Stocks have had a rough go since the turn of the new year, with impending rate hikes and ensuing broader market pullback spurring investors to choose value over growth stocks. Many growing companies that saw booming valuations and rousing stock narratives throughout the pandemic recovery period have since dipped as a result. This dynamic was seen largely in sectors such as biotech, among others.

Traders work on the floor of the New York Stock Exchange (NYSE) in New York City, U.S., March 11, 2022.  REUTERS/Brendan McDermid

Traders work on the floor of the New York Stock Exchange (NYSE) in New York City, U.S., March 11, 2022. REUTERS/Brendan McDermid

‘We are not changing our forecasts’

In spite of the many headwinds currently facing markets, Belski said that he still expects solid performance for the S&P 500 (^GSPC) through to the end of the year.

“Absolutely, [we still expect solid returns for the S&P 500 this year]. And we are not changing our forecasts, we’re not going to be reactive,” he said. “If you take a look back at history when we’ve had corrections, we’ve had 29 corrections since 1970 in the United States stock market as defined by the S&P 500. And [in] 12 months following, the average rebound is 27%.”

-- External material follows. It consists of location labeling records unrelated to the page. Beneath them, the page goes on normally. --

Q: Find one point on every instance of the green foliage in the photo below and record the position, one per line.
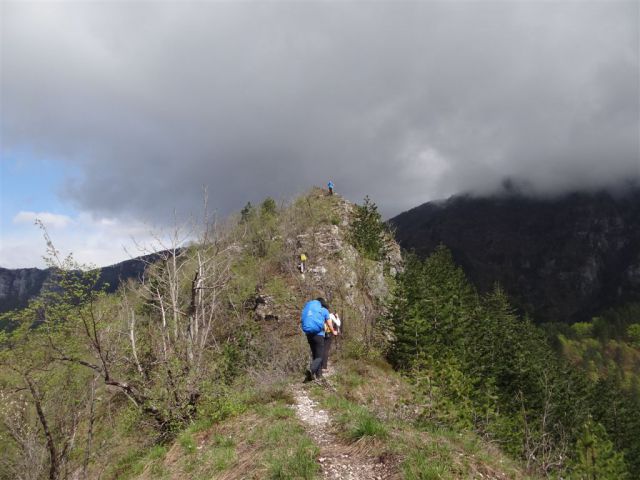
(294, 462)
(268, 207)
(247, 212)
(633, 333)
(475, 363)
(582, 329)
(596, 457)
(187, 442)
(367, 232)
(367, 425)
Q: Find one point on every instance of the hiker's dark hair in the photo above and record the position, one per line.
(323, 302)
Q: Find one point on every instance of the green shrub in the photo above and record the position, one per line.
(368, 231)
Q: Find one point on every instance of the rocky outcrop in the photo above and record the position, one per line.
(560, 259)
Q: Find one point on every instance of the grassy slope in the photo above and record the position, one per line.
(373, 412)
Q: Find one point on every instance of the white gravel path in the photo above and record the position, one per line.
(336, 462)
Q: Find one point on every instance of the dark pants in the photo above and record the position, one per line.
(325, 351)
(316, 342)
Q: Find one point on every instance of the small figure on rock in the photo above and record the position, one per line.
(331, 329)
(312, 319)
(303, 259)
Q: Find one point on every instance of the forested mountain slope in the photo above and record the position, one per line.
(560, 259)
(196, 371)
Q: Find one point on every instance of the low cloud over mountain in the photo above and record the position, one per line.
(407, 102)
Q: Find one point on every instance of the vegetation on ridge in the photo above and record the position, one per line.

According to Belski, investors should not go looking for a black swan in the Russia-Ukraine war. To him, COVID-19 was the black swan, and it’s growing smaller in the rearview mirror. And as the world and markets continue to attempt a return to normalcy, Belski predicts that average annual returns will cool down to around 8% to 10% for the next three to five years.

He reiterated that earnings are beginning to have a broadening effect across sectors, making value stocks more attractive and sensible for investment.

“However, if we do see a rapid recount in terms of earnings pulling back, that’s going to favor growth stocks again,” Belski said. “So that’s why our advice is [to] own both growth and value [stocks]. Own small, mid, and large together. Be very balanced and moderate across all of those asset classes inside.”